The court argued that while this rule limits the free provision of services, it is legally justified as a means of ensuring professional management and high-quality tourism standards, offering greater protection to consumers.
However, the owner has challenged the ruling before the Supreme Court, claiming there is no legal justification to restrict individual holiday rentals within tourist-designated zones or complexes. The appeal argues that the principle of unified management unfairly excludes property owners from the short-term rental market and violates EU and Spanish laws on free competition and service provision.
The Supreme Court’s Administrative Chamber has admitted the appeal, declaring that the issue holds “objective legal interest for the formation of jurisprudence.” The court will examine whether the principle of unified management in the Canary Islands’ Tourism Law 7/1995 represents an unjustified limitation on the freedom to provide services, or whether it is lawfully justified in the public interest.
The judges will interpret several key legal provisions, including Article 5 of Spain’s Market Unity Act (Law 20/2013), Article 3.11 of the Services Act (Law 17/2009), and EU Directive 123/2006/EC on services in the internal market.

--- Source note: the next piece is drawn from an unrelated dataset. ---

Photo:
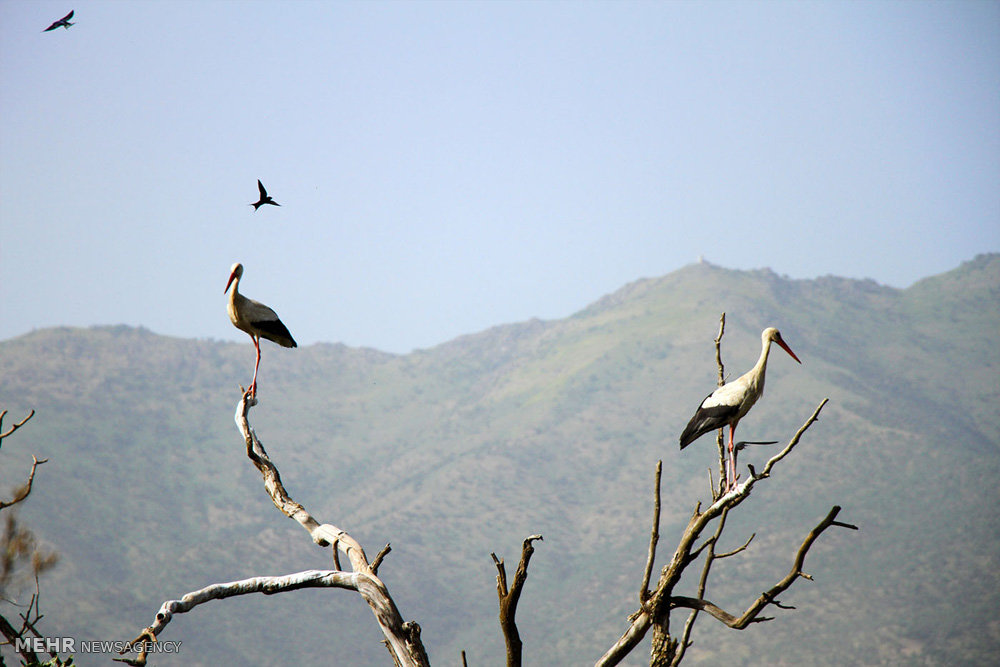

Property Owners Hail the Decision as a Breakthrough
The Platform of Those Affected by the Tourism Law (PALT) welcomed the court’s decision, calling it “a step forward in questioning the use of the unified management principle as a tool to persecute legitimate property owners.”
“For years, this principle has acted like a Trojan horse, allowing authorities and operators to deny owners their right to manage or rent their own apartments and bungalows,” the group said.
PALT argues that the system, originally designed to professionalise the extra-hotel accommodation sector, now serves mainly to restrict ownership rights and force private owners into collective management schemes, even when their complexes lack an active operator.
“These are not hotels,” the group stated. “They are privately owned properties, and the model that obliges owners to hand over their homes to a single operator has its days numbered.”
The Supreme Court’s ruling, expected to set a precedent for thousands of similar cases in Gran Canaria, Tenerife, Fuerteventura, and Lanzarote, could redefine the balance between private property rights and tourism regulation across the Canary Islands.